Welcome to the special “20th Anniversary” section of Top Yacht Design. Here we present to you, day by day, the best stories, yachts, characters we have covered in these 20 years of Top Yacht Design, from 2006 to the present day.
Taken from Top Yacht Design no. 9/2017 pp. 44-49.
The Next Kitchen
Alberto Minotti talks about his galley concept and solutions that will prove revolutionary for yachts.
“Could we stop a minute, please? I’d like to take a shot of that shape by the road. Can you see how clean the line is? It’s given me an idea.. .”. Thus began our meeting with Alberto Minotti as we made our way into the courtyard of the Fabbrica del Vapore in Milan. We quickly realised that this was typical Minotti because the artistic director of the Asso Group, to minotticucine and Maistri belong, is constantly assaulted by ideas.
The minotticucine range is, of course, famous for its block-like stone kitchens which are the product of Minotti’s own unique style. “I like to call it Mediterranean minimalism,” he explains. “Everything we produce can be traced back to pure, warm forms: we never go for cold stone. We use stone with warm colours that look good in a home and lend it warmth.” This creates visual silence: the more ornamentation is removed from a home’s interior, the more space is created for the people that live in it.

When devoid of ornamentation, design produces a visual silence that in turn generates sense of peaceful quiet.
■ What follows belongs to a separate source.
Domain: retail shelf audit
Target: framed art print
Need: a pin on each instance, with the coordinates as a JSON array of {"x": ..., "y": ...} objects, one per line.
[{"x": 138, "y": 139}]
A formal purity that induces visual relaxation as well as everything else- we are normally constantly bombarded with colours, styles and fashions because as Minotti observes: “Our eyes need peace too.” Hence minotticucine kitchens are monochrome and, if at all possible, single material with stone as the first choice. “The single colour approach allows people that come in contact with the kitchen to let their own subjectivity run free, using a different colour for an accessory that can be moved, transformed or replaced. The container, however, has to remain neutral and then people can infuse it with their own personality.”
A minotticucine kitchen will be as perfectly at home aboard a megayacht as in a domestic setting, even if made from a seemingly heavy material like marble. “Man has been working with stone for millennia and today we use high-tech machines that allow us to cut it to thicknesses of just 4 mm so it’s a lot lighter.” The whole concept of the galley has evolved aboard megayachts too: initially they were considered service areas but now they are increasing including a table for informal family meals with owners often wanting to cook themselves too.

“This change introduced a much more focused aesthetic and attention to that space than was previously the case,” continues the art director. “Thanks to how fast and globalised communication has become, this minimalist kitchen concept is now catching on in nations that previous would have demanded a more sumptuous style. They are getting the spirit of subtraction and letting go of the urge to be opulent through ornamentation. A page is being turned at last. So people are saying no to everything on show and yes to monoblock kitchens that still have all the essentials but in hideaway form.” Uniformity goes hand in glove with coherency, formal and otherwise. Alberto Minotti uses different types of materials but only for purposes that suit them.
“I like using what nature gives us and turning it into a material – like stone, leather and metal – but I don’t think you can imitate nature. You mustn’t recreate the effect of one material using another. You have to allow the true nature of each material to emerge and not bend it to other ends. To get a result that will stand the test of time, you sometimes have to go back hundreds of years. If you want to create a product that will still look contemporary in 30 years’ time, how better than to choose a material that was already around 500 years ago?”

So what does the future hold? What is Minotti’s own dream kitchen? “I would like a kitchen that isn’t there. I’d be intrigued to custom-design it for a yacht as they fascinate me greatly. Designing a galley that pops out when it’s needed and then disappears when free space is required, would be fascinating. You might put a slab in the middle of the saloon floor and when you hit a button, a parallelepiped would pop up and become a kitchen. Then once you’d finished with it, it would slide back down into the floor. Or it could come down from above or out from a wall. Equally, it could be set up on a raft-tender so that you could cook and eat in a small group with all the privacy you needed but still connected to the main yacht. In that instance, the kitchen unit would have to be made from anodised aluminium to avoid problems with salt, sea and humidity. Or I’d invent a new material. But I’d need an enlightened owner or yard looking for a very exclusive minotticucine galley, a total once-off solution, as unique as a work of art. Sounds like a gauntlet being thrown down to us. Any takers out there?